We created the class abstraction so we could add more flexibility to pre/post-processing and the processing of the LLM.
The AbstractLLM was created purposefully to make a strict signature that we could call any LLM that we crafted and add the necessary pre/post processing to it.
since this is what guarantees new functionalities like streaming, async, parallelism, retries/fallbacks, access to intermediate results, and tracing with langsmith etc.
If we implement the class having this features, we are still going to have the updated tooling, but with the restrictions of our class.
Langchain introduced in its 0.1.0 version many new concepts centered around the main concept of LangChain Expression Language (LCEL). This is essentially a declarative way to compose chains together in a much more concise and objective manner than before. Chains built with LCEL are designed to offer out-of-the-box functionalities/support like, for example, streaming, async, parallelism, retries/fallbacks, access to intermediate results, and tracing with langsmith. Since this is a significant design change in Langchain and it really clarifies (see examples here) and makes everything more composable, it would be a good idea for us to refactor this project around this core concept. This would require major changes.
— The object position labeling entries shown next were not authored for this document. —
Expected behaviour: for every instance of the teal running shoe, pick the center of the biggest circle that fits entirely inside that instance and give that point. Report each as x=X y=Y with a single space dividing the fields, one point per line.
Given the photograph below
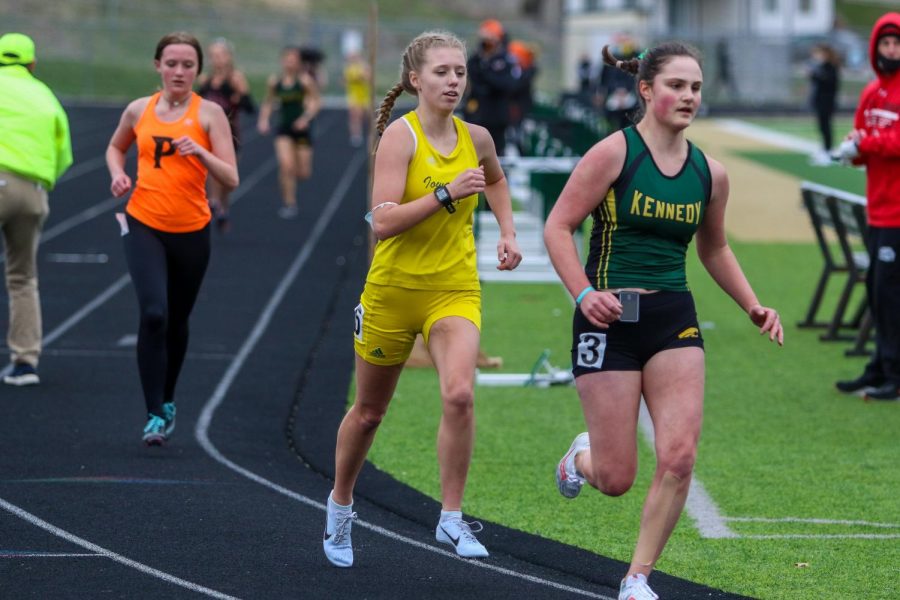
x=155 y=431
x=169 y=417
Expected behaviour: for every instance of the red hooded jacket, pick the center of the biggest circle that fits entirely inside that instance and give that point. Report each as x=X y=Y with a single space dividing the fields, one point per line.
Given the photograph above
x=878 y=114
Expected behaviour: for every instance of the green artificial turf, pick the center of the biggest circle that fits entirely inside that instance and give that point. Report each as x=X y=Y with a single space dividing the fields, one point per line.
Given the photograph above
x=845 y=178
x=779 y=442
x=804 y=127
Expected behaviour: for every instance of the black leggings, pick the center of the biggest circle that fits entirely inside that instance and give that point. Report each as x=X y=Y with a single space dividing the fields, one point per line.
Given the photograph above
x=823 y=120
x=166 y=270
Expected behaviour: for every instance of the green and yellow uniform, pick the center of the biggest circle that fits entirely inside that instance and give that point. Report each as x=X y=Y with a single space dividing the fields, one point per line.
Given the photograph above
x=645 y=223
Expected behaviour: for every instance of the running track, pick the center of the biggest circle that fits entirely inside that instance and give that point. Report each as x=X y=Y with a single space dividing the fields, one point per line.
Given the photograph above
x=232 y=507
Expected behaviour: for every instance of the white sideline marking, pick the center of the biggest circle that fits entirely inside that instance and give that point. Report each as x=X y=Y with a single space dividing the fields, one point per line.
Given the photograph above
x=768 y=136
x=700 y=505
x=823 y=536
x=38 y=522
x=78 y=257
x=201 y=431
x=814 y=521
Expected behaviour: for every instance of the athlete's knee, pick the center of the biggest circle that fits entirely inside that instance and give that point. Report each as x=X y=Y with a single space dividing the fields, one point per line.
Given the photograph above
x=678 y=460
x=458 y=399
x=153 y=318
x=368 y=418
x=613 y=481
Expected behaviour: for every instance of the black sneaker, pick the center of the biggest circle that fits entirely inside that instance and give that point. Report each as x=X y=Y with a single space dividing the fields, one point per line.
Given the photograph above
x=22 y=374
x=863 y=382
x=888 y=391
Currently, it seems that we process the user's input with a custom LLM instance either from a custom class or a default one, both inheriting from the DialogLLM Class, which in turn inherits from the AbstractLLM Class. The whole process of processing the input query into a prompt engineering with templates, retrieving documents for RAG, building a final prompt with retrieved docs and finally calling an LLM like OpenAI's
gpt-3.5-turbo
is architectured manually compared to what LCEL can offer.This opportunity of following LCEL can be seen in this RAG Cookbook from Langchain's docs, which can guide the changes we need to make to achieve this guideline.